So we beat on…

February 26, 2015

MidlandsLife

 

By Temple Ligon

 

This Saturday night at the Koger Center is the opera La Boheme, possibly the world’s favorite of all time. Set in Paris in early 1830 – before the uprising of the same year – in the Left Bank, poor young intellectuals struggle with their underfunded lives. As such, it’s a great opera for young people.

Ten high school kids at the John de la Howe school in McCormick, S. C. were ready to come down and take their seats inside the Koger Center to see La Boheme, all sponsored by generous Columbians.

But the ice storm of this past Wednesday night moved the school administration to call on the kids’ parents and guardians to get them home and keep them through the weekend under the awareness that almost all ice storms up there knock out the electric power, leaving the school compound without power and thereby light and heat. A real mess resulted in the last ice storm, I understand.

The school has been trying to acquire an industrial strength electric power generator to meet the school’s needs in such an emergency. Maybe next year.

The decision was made, then, to run everybody home and drop the idea of attending La Boheme this time around. By not showing up at the opera, the kids at John de la Howe became single-purpose philanthropists.

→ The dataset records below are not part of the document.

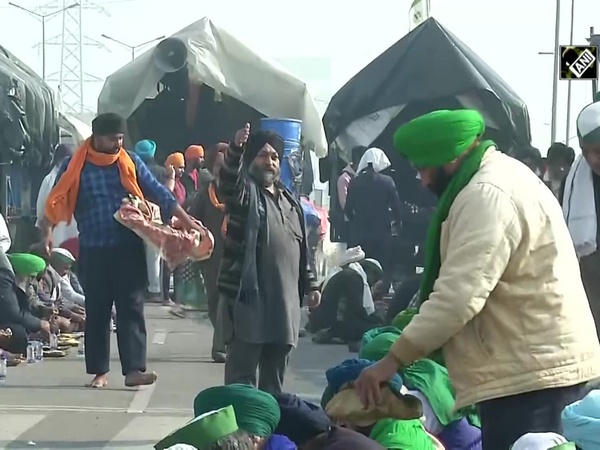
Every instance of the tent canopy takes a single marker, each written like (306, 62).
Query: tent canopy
(28, 116)
(220, 61)
(427, 69)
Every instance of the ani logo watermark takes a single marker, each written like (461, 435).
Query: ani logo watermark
(578, 62)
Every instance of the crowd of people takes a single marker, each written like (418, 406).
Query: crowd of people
(495, 351)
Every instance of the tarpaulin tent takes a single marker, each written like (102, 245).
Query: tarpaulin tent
(426, 70)
(221, 85)
(28, 115)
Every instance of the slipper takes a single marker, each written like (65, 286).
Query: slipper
(177, 313)
(96, 384)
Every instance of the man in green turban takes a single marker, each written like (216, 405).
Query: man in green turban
(501, 292)
(16, 272)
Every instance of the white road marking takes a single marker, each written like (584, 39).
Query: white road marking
(99, 409)
(13, 426)
(147, 428)
(141, 399)
(160, 336)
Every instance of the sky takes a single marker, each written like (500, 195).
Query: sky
(507, 34)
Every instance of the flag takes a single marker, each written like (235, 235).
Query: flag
(419, 13)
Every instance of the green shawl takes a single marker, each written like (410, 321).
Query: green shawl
(401, 435)
(461, 178)
(433, 140)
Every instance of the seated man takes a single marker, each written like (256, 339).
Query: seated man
(15, 310)
(71, 317)
(347, 308)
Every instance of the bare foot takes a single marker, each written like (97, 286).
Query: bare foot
(140, 379)
(12, 360)
(177, 312)
(99, 381)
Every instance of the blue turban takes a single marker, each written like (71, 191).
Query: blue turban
(145, 149)
(581, 421)
(349, 371)
(300, 421)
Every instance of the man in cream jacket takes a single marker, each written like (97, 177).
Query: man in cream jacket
(501, 293)
(580, 198)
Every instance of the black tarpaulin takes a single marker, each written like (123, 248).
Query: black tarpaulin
(28, 116)
(428, 69)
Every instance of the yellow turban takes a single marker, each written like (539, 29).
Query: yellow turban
(439, 137)
(175, 159)
(194, 151)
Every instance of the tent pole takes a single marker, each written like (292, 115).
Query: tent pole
(569, 87)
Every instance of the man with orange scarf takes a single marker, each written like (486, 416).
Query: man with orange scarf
(90, 187)
(208, 208)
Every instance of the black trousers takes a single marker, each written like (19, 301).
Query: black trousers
(165, 275)
(245, 359)
(114, 275)
(590, 267)
(504, 420)
(18, 341)
(210, 273)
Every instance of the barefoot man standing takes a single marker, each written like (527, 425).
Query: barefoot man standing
(90, 186)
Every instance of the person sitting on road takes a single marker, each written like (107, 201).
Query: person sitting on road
(16, 272)
(257, 412)
(71, 317)
(213, 430)
(347, 309)
(62, 261)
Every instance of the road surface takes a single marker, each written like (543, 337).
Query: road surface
(45, 406)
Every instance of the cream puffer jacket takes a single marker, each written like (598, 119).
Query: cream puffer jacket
(508, 308)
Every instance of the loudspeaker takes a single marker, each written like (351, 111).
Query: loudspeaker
(170, 55)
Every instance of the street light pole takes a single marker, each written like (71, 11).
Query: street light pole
(568, 133)
(556, 73)
(42, 18)
(133, 48)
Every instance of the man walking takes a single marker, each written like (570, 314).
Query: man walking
(501, 290)
(581, 204)
(91, 185)
(264, 273)
(207, 207)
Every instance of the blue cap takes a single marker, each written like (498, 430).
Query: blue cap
(145, 149)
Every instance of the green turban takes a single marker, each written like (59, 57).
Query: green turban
(439, 137)
(402, 434)
(257, 412)
(424, 375)
(404, 317)
(26, 264)
(202, 431)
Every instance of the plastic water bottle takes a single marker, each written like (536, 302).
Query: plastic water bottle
(3, 369)
(81, 348)
(30, 353)
(53, 342)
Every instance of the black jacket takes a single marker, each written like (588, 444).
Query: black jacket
(14, 304)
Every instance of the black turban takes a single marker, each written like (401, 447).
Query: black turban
(258, 140)
(300, 421)
(107, 124)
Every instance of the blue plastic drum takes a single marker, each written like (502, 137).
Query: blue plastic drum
(291, 166)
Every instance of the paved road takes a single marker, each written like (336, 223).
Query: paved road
(45, 406)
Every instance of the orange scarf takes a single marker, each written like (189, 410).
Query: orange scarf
(61, 202)
(214, 200)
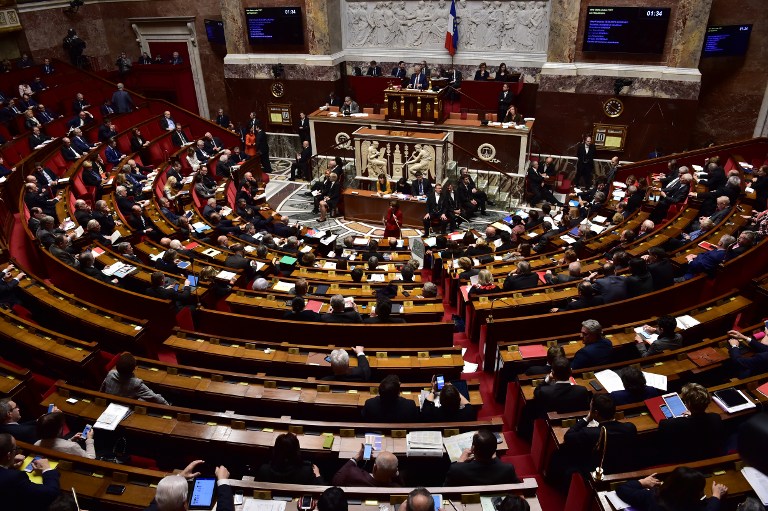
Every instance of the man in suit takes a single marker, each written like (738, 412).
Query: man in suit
(435, 210)
(418, 79)
(389, 406)
(373, 69)
(341, 369)
(506, 98)
(610, 286)
(521, 278)
(16, 490)
(301, 165)
(122, 100)
(263, 147)
(166, 122)
(479, 465)
(597, 349)
(37, 138)
(10, 422)
(585, 164)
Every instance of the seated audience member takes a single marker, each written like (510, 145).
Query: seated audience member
(693, 437)
(16, 489)
(10, 422)
(597, 349)
(121, 381)
(521, 278)
(287, 465)
(707, 262)
(341, 369)
(661, 269)
(50, 430)
(383, 314)
(332, 499)
(747, 366)
(299, 313)
(341, 312)
(635, 388)
(389, 406)
(385, 473)
(171, 493)
(580, 451)
(639, 282)
(586, 298)
(667, 338)
(479, 465)
(454, 407)
(683, 489)
(485, 284)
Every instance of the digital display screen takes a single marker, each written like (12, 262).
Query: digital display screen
(626, 29)
(214, 29)
(726, 41)
(274, 26)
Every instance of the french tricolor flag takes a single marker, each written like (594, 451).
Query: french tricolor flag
(452, 30)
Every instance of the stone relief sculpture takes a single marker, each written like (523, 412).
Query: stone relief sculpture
(518, 25)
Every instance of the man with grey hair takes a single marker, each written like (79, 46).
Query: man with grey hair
(707, 262)
(342, 370)
(341, 312)
(384, 474)
(171, 493)
(597, 349)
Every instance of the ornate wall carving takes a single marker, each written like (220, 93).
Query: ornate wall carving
(519, 26)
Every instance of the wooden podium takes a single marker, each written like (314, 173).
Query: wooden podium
(411, 105)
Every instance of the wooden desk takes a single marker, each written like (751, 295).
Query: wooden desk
(367, 206)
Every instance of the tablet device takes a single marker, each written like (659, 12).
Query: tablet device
(203, 491)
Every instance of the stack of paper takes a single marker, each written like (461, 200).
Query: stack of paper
(424, 443)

They had already helped the Columbia high schoolers at Westwood and Richland Northeast score tickets to the performance of La Boheme, but now more could be helped.

So the kids at John de la Howe need a new weekend trip for the ten or so who couldn’t make it to the Koger Center this Saturday. Atlanta comes to mind.

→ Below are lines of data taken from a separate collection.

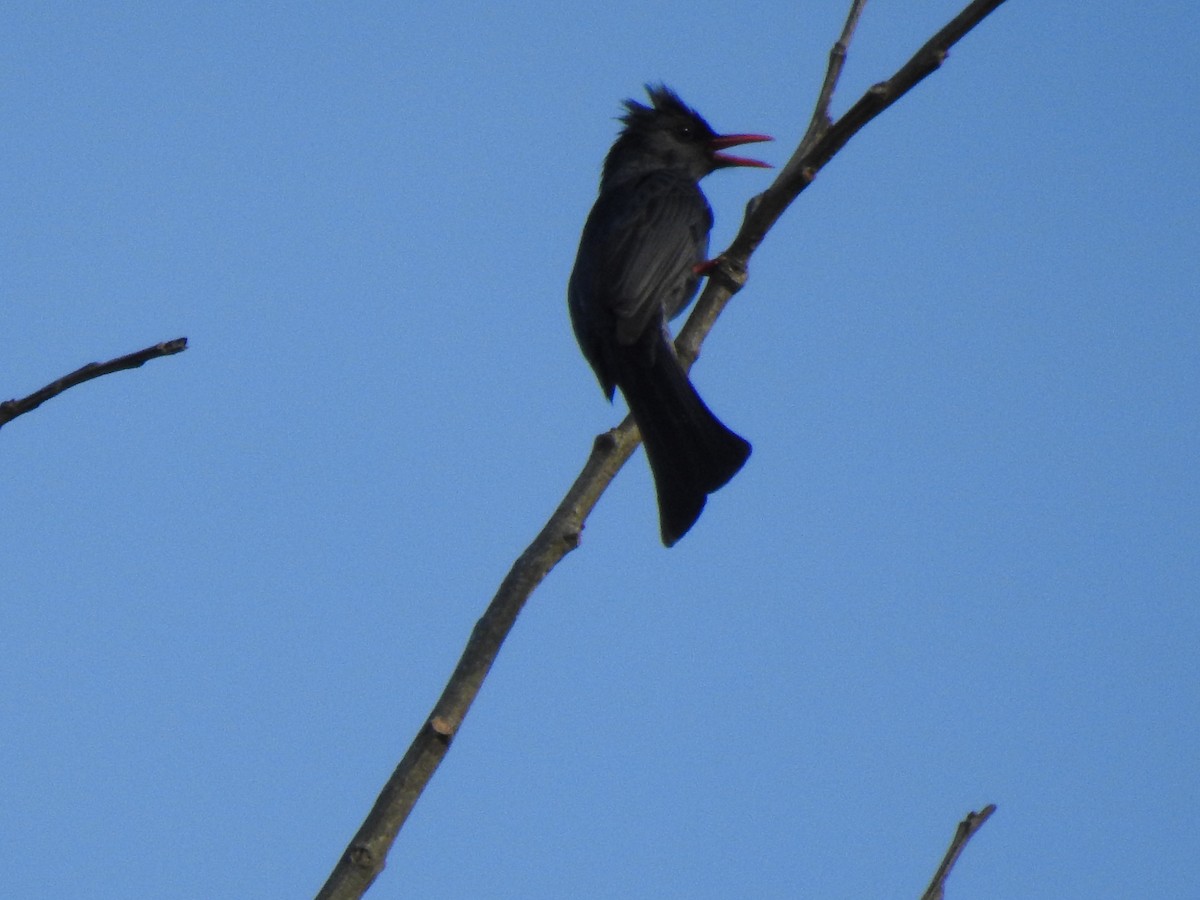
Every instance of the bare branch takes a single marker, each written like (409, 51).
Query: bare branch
(966, 829)
(366, 855)
(11, 408)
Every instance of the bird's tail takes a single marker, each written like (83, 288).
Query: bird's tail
(690, 450)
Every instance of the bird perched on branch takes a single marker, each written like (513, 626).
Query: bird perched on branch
(643, 250)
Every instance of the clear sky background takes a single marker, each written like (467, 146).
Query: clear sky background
(961, 567)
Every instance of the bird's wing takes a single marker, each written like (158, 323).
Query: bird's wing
(652, 233)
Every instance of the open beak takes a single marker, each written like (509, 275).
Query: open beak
(724, 141)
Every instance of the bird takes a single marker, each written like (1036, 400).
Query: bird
(642, 253)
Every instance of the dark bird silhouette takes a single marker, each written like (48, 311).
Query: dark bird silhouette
(643, 250)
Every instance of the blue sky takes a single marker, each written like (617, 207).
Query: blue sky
(961, 567)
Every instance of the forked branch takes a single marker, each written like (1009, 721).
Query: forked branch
(367, 851)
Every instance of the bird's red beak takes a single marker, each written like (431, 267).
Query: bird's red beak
(724, 141)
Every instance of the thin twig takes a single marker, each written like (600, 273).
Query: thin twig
(366, 853)
(966, 829)
(11, 408)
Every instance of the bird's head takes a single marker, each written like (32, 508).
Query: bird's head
(671, 135)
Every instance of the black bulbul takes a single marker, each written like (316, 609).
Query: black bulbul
(643, 250)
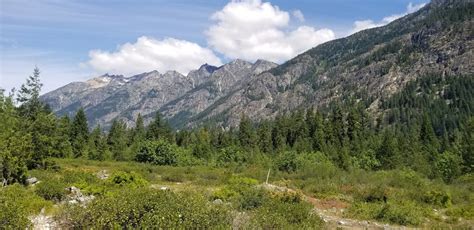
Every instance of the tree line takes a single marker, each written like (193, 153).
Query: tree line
(421, 127)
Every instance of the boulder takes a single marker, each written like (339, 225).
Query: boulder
(32, 180)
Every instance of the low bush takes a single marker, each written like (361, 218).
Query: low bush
(146, 208)
(406, 213)
(16, 204)
(130, 179)
(276, 213)
(438, 198)
(51, 189)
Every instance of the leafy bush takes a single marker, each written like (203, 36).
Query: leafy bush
(16, 204)
(157, 152)
(286, 162)
(438, 198)
(51, 189)
(131, 179)
(404, 214)
(230, 155)
(285, 213)
(252, 198)
(148, 208)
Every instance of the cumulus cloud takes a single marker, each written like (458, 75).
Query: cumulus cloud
(298, 15)
(367, 24)
(150, 54)
(252, 29)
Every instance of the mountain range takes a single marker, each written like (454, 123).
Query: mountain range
(366, 66)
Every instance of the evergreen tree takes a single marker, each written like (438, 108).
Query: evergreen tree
(64, 146)
(428, 136)
(468, 147)
(338, 131)
(117, 140)
(159, 129)
(264, 134)
(98, 149)
(28, 96)
(79, 133)
(15, 144)
(247, 134)
(388, 154)
(138, 133)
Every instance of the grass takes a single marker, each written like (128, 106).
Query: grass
(400, 197)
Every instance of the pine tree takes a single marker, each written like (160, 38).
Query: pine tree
(318, 134)
(264, 134)
(428, 137)
(79, 133)
(15, 144)
(28, 96)
(159, 129)
(387, 154)
(138, 133)
(98, 149)
(117, 140)
(247, 135)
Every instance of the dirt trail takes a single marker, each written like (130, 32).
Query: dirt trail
(330, 213)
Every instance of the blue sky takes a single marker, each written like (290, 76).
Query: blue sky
(72, 40)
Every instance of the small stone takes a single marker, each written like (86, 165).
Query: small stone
(32, 180)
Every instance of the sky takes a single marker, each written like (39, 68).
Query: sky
(74, 40)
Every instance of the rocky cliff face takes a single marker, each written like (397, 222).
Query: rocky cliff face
(364, 67)
(179, 97)
(373, 63)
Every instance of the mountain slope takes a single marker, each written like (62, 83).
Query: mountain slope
(365, 66)
(110, 97)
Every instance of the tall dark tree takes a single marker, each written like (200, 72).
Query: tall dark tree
(247, 135)
(98, 149)
(28, 96)
(117, 140)
(264, 134)
(159, 129)
(138, 132)
(79, 134)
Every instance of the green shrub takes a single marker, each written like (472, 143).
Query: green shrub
(131, 179)
(286, 162)
(158, 152)
(364, 210)
(173, 177)
(277, 214)
(146, 208)
(404, 214)
(252, 198)
(51, 189)
(16, 204)
(438, 198)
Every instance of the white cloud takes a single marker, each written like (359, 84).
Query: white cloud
(298, 15)
(252, 29)
(150, 54)
(367, 24)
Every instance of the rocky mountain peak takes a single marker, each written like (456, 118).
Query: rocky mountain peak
(262, 65)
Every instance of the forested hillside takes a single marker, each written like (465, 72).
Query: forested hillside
(426, 132)
(371, 131)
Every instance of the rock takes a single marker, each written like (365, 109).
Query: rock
(76, 197)
(32, 180)
(217, 201)
(103, 175)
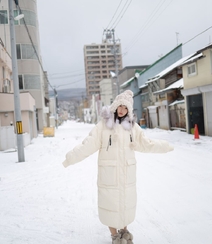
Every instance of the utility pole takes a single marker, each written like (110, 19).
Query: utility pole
(115, 60)
(17, 109)
(177, 34)
(110, 35)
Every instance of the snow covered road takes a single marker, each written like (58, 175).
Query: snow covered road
(42, 202)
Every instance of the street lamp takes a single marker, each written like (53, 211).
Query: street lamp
(17, 109)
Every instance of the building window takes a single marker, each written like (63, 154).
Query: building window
(31, 82)
(18, 51)
(25, 51)
(192, 69)
(211, 62)
(29, 18)
(3, 17)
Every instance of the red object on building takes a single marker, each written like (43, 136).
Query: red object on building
(196, 132)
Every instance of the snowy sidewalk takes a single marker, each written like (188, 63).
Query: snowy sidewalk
(42, 202)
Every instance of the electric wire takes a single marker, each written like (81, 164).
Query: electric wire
(122, 14)
(112, 26)
(197, 35)
(114, 14)
(147, 24)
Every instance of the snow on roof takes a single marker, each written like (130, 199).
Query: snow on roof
(193, 58)
(175, 85)
(177, 102)
(170, 68)
(127, 82)
(142, 86)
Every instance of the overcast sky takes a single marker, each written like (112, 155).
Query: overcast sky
(147, 30)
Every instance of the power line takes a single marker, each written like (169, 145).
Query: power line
(197, 35)
(123, 14)
(114, 14)
(148, 22)
(120, 14)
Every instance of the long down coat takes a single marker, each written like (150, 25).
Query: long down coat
(116, 144)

The John de la Howe grounds near McCormick are closer to Columbia than to Atlanta, but not by much. Atlanta offers a lot, a whole lot for kids. A Sunday day trip to Atlanta could be a full day, albeit a long day. I recommend the same ten opera fans get into the Fox Theater on Peachtree in Midtown at 1:00 Sunday afternoon for a performance of the musical Pippin, which I saw on Broadway just last September. I thought it was a great show, and I was especially impressed with the gymnastics, a treat I didn’t expect to enhance the drama and the music.

My thinking includes a McCormick departure in time for brunch on the 73rd floor of the Westin Peachtree Plaza Hotel at the rotating Sun Dial Restaurant. Then take seats in the Fox Theater for Pippin, and take a quick walk-through of the High Museum of Art. The zoo and the aquarium are real possibilities for their Sunday schedule. And yes, all this calls for enough money to buy brunch and tickets all around, but it really shouldn’t cost any more than what was proposed for the La Boheme trip this Saturday. Problem is, the generosity of the kids at John de la Howe costs them about a thousand dollars’ worth of tickets, money that could go to good use in Atlanta.

So now the challenge: Raise a few bucks to augment what’s left after this weekend. Solution: Have a cocktail reception on May 1, Friday, a.k.a. May Day at my place, 2225 Terrace Way.

May Day doesn’t get much attention in the U. S. A., not as much as it did when the baby boomers danced the May Pole sixty years ago. In Europe, though, May Day is a full celebration. Down through the ages across Europe, May Day has been associated with fun, revelry, and perhaps most important of all, fertility – and that’s fertility of the livestock and the soil as well as the people.

Puritan Oliver Cromwell in England in the mid-17C almost stamped it out before the throne could be restored in 1660 under Charles II. Then May Day returned along with theater and dancing and drinking. Charleston was founded in 1670 directly under Charles II. Thank God for Charles II.

The countries still most associated with May Day festivities include Great Britain, France, Germany, Finland, Ireland, Bulgaria, Romania, and Sweden. In the Untited States, the Seven Sisters – the really good women’s colleges in the Northeast, now mostly integrated – used to play up May Day in a big way. Bryn Mawr still does.

As 17C English poet Herrick put it:

“There’s not a budding boy, or girl, this day,

But is got up, and gone to bring in May.”

So do take this as fair warning. We’re having a May Day, a real May Day on Friday, May 1. We’ll voluntarily cover all the costs – champagne and such besides entertainment – so the $25 tickets for admission can go in full to the kids at John de la Howe and their Atlanta day trip.

Somehow I see a May Pole dance and other such physical interpretations of the occasion by one of our three ballet companies in Columbia, fully appreciating our wealth of dance talent.

We’ll need at least a hundred guests to make this worth our while. As far as the guests are concerned, we’ll impose a dress code and declare a Gatsby theme, which means mostly white outfits for both men and women.

To set the tone, take another look at the beginning of Chapter III in The Great Gatsby:

“There was music from my neighbor’s house through the summer nights. In his blue gardens men and girls came and went like moths among the whisperings and the champagne and the stars.”